Dilma afirmou que o governo fez um "ajuste fiscal de dimensão inédita", com o corte de despesas discricionárias, obrigatórias, revisão de desonerações e tarifas. Para garantir a estabilidade fiscal de médio e longo prazos, no entanto, são necessárias reformas do gasto público para sustentabilidade das políticas e programas sociais do governo. "Essas reformas exigirão diálogo, paciência e tempo, e algumas delas terão efeitos em governos futuros", disse a presidente.

Segundo alguns dos presentes à reunião, Dilma fez um discurso muito conciliador e parecia "empacotada" pelo ministro Jaques Wagner (Casa Civil). Mas no Congresso, os apelos de Dilma ao "diálogo" e ao "consenso" não sensibilizaram a oposição.

Em nota, o presidente nacional do PSDB, Aécio Neves, disse que as medidas anunciadas e o discurso da presidente lançam "dúvidas ainda maiores sobre o real compromisso do governo no encaminhamento de reformas para a superação da crise". O líder do Democratas (DEM), Mendonça Filho (PE), disse que o governo "se intimida com a pressão de sua base e quer jogar a conta do ajuste na sociedade".

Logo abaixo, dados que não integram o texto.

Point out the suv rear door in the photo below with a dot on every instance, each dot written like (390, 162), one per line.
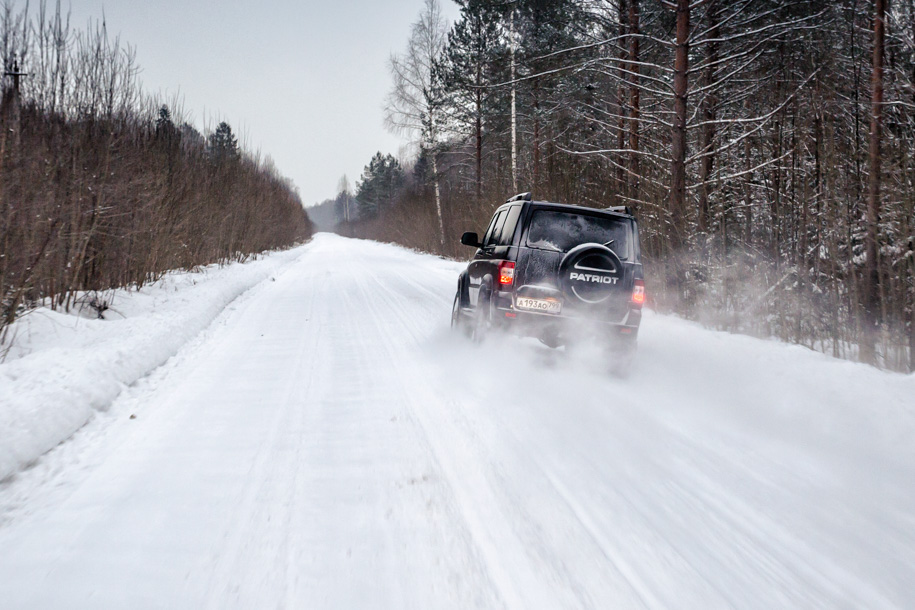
(497, 246)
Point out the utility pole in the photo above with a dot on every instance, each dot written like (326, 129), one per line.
(511, 44)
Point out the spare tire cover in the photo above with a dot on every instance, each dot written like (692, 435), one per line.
(591, 273)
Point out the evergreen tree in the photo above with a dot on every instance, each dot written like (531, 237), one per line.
(222, 144)
(471, 64)
(381, 181)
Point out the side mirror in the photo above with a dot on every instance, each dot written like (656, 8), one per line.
(471, 239)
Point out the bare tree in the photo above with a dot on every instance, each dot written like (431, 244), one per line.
(414, 104)
(871, 272)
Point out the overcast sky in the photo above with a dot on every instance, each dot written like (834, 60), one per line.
(302, 80)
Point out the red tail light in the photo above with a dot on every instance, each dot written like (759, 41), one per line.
(638, 293)
(506, 273)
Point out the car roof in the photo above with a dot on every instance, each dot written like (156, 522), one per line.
(581, 208)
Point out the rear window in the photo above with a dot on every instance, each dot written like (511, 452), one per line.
(562, 231)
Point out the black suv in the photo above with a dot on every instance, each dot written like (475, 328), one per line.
(553, 271)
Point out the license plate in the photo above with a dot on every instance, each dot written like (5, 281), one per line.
(541, 305)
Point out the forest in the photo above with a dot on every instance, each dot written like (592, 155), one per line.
(103, 186)
(766, 147)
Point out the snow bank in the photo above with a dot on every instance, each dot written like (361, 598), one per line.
(62, 368)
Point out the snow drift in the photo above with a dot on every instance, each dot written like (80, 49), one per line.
(62, 368)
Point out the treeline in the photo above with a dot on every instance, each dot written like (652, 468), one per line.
(765, 145)
(103, 187)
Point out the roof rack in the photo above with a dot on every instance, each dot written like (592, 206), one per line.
(519, 197)
(622, 209)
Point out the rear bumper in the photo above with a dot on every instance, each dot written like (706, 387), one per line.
(564, 326)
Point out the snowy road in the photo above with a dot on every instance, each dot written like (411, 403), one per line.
(328, 444)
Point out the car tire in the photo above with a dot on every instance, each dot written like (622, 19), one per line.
(482, 319)
(459, 322)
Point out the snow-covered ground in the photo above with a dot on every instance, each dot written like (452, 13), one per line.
(59, 369)
(327, 443)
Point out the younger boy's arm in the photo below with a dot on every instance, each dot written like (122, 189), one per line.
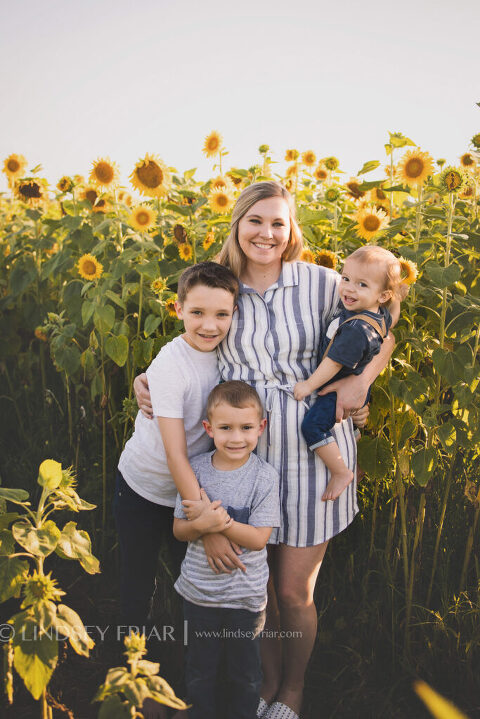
(172, 430)
(247, 536)
(324, 372)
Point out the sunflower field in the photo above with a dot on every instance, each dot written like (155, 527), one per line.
(88, 276)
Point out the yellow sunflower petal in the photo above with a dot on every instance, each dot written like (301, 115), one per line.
(212, 144)
(370, 222)
(89, 267)
(414, 167)
(151, 176)
(142, 218)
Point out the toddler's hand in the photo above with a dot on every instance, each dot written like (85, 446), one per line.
(301, 390)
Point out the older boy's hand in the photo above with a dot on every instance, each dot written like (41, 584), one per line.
(222, 554)
(142, 393)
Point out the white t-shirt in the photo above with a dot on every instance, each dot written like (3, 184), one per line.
(180, 379)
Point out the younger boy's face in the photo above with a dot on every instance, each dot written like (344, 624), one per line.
(207, 315)
(235, 431)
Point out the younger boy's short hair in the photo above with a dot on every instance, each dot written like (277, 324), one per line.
(235, 393)
(210, 274)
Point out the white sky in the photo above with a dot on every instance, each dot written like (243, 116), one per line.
(83, 79)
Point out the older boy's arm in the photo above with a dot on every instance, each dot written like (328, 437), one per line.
(247, 536)
(352, 391)
(172, 430)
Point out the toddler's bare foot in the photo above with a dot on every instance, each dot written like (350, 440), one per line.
(339, 481)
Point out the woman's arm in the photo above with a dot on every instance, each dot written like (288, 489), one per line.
(324, 372)
(352, 391)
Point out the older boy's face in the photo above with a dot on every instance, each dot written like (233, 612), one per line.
(235, 431)
(207, 316)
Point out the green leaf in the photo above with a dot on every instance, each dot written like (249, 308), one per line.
(447, 365)
(75, 544)
(13, 495)
(443, 276)
(117, 349)
(103, 318)
(13, 571)
(151, 324)
(368, 167)
(39, 542)
(114, 708)
(375, 456)
(35, 662)
(423, 465)
(87, 311)
(69, 624)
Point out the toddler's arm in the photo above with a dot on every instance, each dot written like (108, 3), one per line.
(213, 518)
(247, 536)
(324, 372)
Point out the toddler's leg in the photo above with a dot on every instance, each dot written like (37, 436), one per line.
(341, 475)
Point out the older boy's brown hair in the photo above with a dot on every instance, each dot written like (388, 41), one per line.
(236, 394)
(210, 274)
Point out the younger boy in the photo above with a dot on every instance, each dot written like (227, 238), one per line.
(154, 465)
(227, 611)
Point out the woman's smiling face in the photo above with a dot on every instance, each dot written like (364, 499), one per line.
(264, 230)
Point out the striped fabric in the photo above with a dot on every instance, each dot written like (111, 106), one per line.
(273, 343)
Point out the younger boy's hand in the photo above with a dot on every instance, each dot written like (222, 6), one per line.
(302, 390)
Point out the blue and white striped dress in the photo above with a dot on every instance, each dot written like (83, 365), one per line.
(272, 344)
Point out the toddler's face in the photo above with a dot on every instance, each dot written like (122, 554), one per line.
(207, 316)
(235, 431)
(362, 286)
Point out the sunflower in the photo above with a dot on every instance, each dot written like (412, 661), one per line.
(307, 255)
(291, 155)
(151, 176)
(213, 144)
(142, 218)
(33, 191)
(468, 161)
(321, 173)
(332, 194)
(158, 286)
(209, 240)
(104, 173)
(414, 167)
(370, 222)
(185, 251)
(179, 234)
(309, 158)
(331, 163)
(89, 267)
(353, 189)
(170, 306)
(14, 166)
(475, 141)
(65, 184)
(409, 271)
(221, 201)
(222, 183)
(325, 258)
(451, 179)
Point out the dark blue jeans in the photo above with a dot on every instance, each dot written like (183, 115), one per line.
(143, 527)
(231, 635)
(320, 419)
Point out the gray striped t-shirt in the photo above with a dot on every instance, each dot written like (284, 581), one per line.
(250, 495)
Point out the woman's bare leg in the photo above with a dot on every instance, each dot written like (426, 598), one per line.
(271, 645)
(296, 571)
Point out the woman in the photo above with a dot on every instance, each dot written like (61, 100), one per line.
(283, 310)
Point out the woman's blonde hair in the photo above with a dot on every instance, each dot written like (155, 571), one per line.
(231, 255)
(392, 268)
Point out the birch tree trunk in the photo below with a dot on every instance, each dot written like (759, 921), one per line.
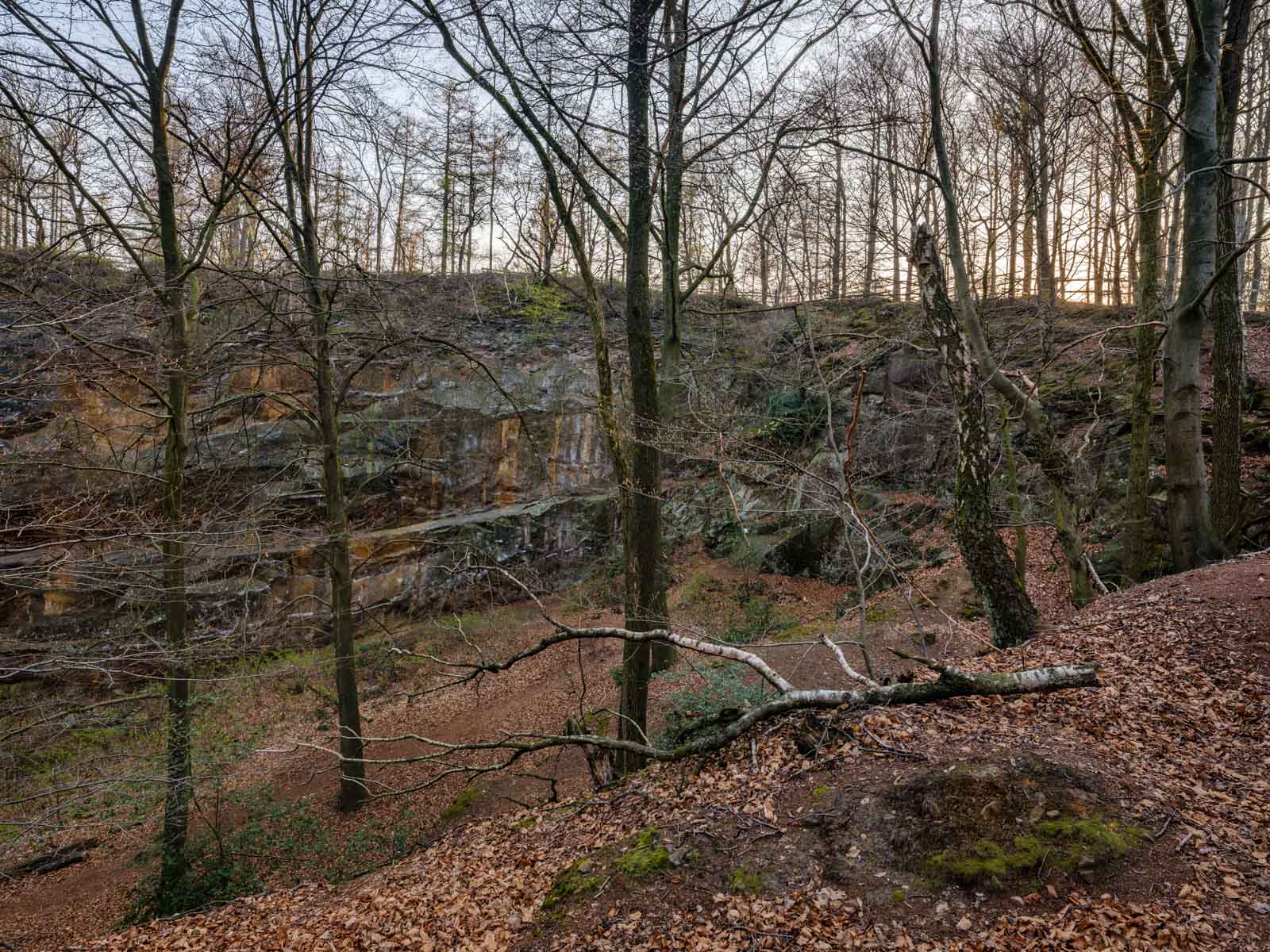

Pelo ritual do "Conselhão" definido pelo Planalto, oito conselheiros puderam falar: bancos, sindicatos e comércio. Os "demais ouviram e aplaudiram", segundo um presente. Chamou a atenção a ausência de ministros de pastas fortes, como Gilberto Kassab (Cidades), pasta encarregada do Minha Casa, Minha Vida, Antonio Carlos Rodrigues (Transportes), ministério com orçamento de mais de R$ 10 bilhões e projetos de concessões na agulha, e Gilberto Occhi (Integração). A pergunta dos conselheiros é: Como o governo fará investimento nessas pastas?

Dilma ressaltou que o Conselhão foi a primeira instância em que foram discutidos pela primeira vez os programas Mais Médicos e Ciências Sem Fronteiras. "Esse Conselho sempre foi um espaço privilegiado de diálogo, de construção e de encaminhamento de propostas", disse. A crise é "o momento para que surjam soluções duradouras para desafios difíceis", afirmou. "Alguém já disse que a crise é muito dolorosa para ser desperdiçada". Por mais de uma vez Dilma fez menção à duração de seu mandato, até 2018. Disse que precisa entregar ao seu sucessor "em 2019, o Brasil preparado para desafios das próximas décadas".